Page:Jules Bois - Visions de l'Inde.djvu/389

La bibliothèque libre.
Le texte de cette page a été corrigé et est conforme au fac-similé.
375
VISIONS DE L’INDE

À travers le récit de l’Afghan, l’image de son maître s’évoquait pour nous, fière, redoutable et pourtant puérile

Abdoul Rhaman[1] adorait l’électricité, les costumes européens, les glaces d’Oxford Street. Préoccupé des affaires de son peuple, il lui arriva de passer des journées entières en oubliant de manger, et, dans la nuit, il se levait tout à coup comme un somnambule pour lire les innombrables lettres que ses sujets lui adressaient directement.
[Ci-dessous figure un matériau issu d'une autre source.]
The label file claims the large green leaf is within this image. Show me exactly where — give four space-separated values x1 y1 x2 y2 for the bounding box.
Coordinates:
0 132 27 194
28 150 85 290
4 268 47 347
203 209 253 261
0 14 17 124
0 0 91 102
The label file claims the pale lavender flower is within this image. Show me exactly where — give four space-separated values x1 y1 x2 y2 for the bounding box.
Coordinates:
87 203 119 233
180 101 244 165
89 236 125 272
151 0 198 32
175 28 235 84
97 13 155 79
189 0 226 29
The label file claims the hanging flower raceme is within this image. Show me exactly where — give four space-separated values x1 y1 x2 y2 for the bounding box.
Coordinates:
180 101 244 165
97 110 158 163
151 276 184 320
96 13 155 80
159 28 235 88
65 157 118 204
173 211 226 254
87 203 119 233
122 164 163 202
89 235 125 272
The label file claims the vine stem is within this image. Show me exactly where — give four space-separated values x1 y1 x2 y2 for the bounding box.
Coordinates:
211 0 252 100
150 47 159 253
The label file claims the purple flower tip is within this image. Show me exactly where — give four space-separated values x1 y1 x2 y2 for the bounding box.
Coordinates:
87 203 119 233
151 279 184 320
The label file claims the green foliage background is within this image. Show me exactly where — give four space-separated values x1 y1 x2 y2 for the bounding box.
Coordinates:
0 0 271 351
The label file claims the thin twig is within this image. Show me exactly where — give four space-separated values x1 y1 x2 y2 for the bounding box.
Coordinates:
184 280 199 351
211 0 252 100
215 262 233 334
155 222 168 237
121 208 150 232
Il fut un « féministe », cet homme qui prit cent concubines. Il défendit les mariages d’enfants si fréquents en Asie, et décréta que les filles ne s’uniraient qu’avec l’homme de leur choix. — Voilà une loi, me dis-je, qui n’est pas encore votée en France.

— Les veuves, que la coutume obligeait à épouser leur beau-frère, purent disposer de leur corps. Il adoucit la situation des esclaves. Tout prisonnier qui pendant sa captivité avait appris un métier manuel était aussitôt libéré et trouvait du travail dans les ateliers de l’État.

Abdoul Rhaman tenait à devenir populaire. Naturellement il n’y a pas de presse dans l’Afghanistan. Ce sont les chansons qui la remplacent. Un jour, en

  1. Ce titre signifie « la miséricorde de Dieu ». Si jamais appellation fut ironique, c’est celle-là. Abdoul Raman se montra impitoyable envers ses ennemis et traître envers les siens.